Circular Packaging Assessment:

  • The Circular Packaging Assessment Tool provides step-by-step instructions to help companies to understand and evaluate packaging within the Residential* Recyclability Framework, identifying challenges that must be addressed to achieve the circular system of the future.

  • Plastic IQ is a free tool for U.S. companies making and selling packaged goods to analyze the environmental footprint of your plastic packaging and assess the cost and environmental impacts of changes you could make in your packaging portfolio.


Recycle Check

Confusion about what and how to recycle causes too many household recyclables – from cereal boxes to yogurt tubs – to end up in landfill. To help address this problem, state-level policy is establishing more transparent packaging labels and recyclability claims requirements, setting the stage for brands to play a critical role in the solution. Recycle Check is a new platform from The Recycling Partnership that offers an interactive package-specific solution providing localized recycling information to consumers across the U.S. With Recycle Check, consumers can scan a QR code or click a link to get real-time package-specific recycling information in as little as 10 seconds.

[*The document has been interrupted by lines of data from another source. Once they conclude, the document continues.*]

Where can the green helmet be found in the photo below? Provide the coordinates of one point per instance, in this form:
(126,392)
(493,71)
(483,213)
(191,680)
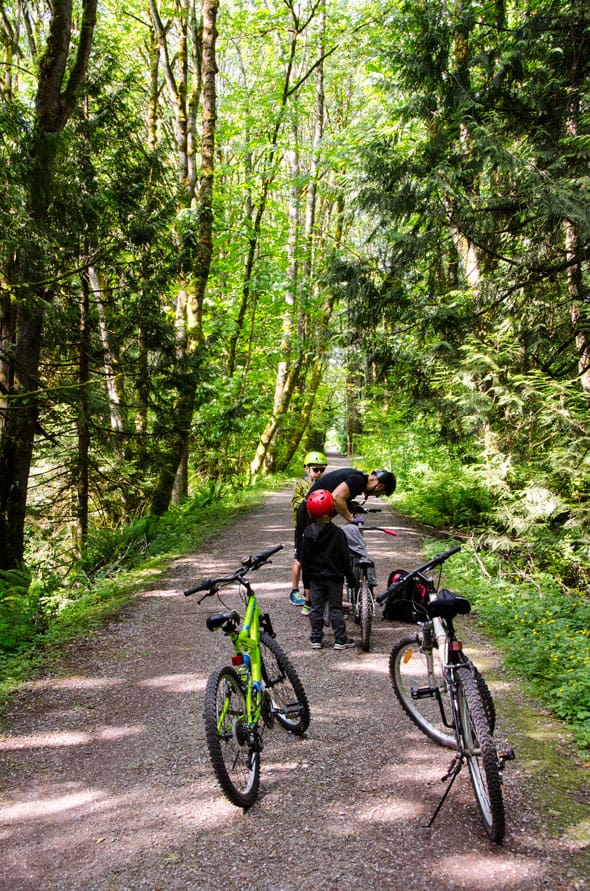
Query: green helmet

This tool simplifies the way product packages provide local recyclability information, utilizing The Partnership’s National Recycling Database, a state-of-the-art resource that centralizes recycling information from more than 9,000 U.S. communities covering 97% of the U.S. population.


Where to Begin

Three key questions CPGs can ask in your organization to get started on your sustainable packaging journey:

  1. Do we know what consumers expect of us for sustainability?
  2. How should our packaging evolve to meet consumers expectations on a brand level? How can we change/shape the their behaviors (e.g. refilling reusable packaging)?
  3. Is our supply chain equipped to handle new sustainable packaging?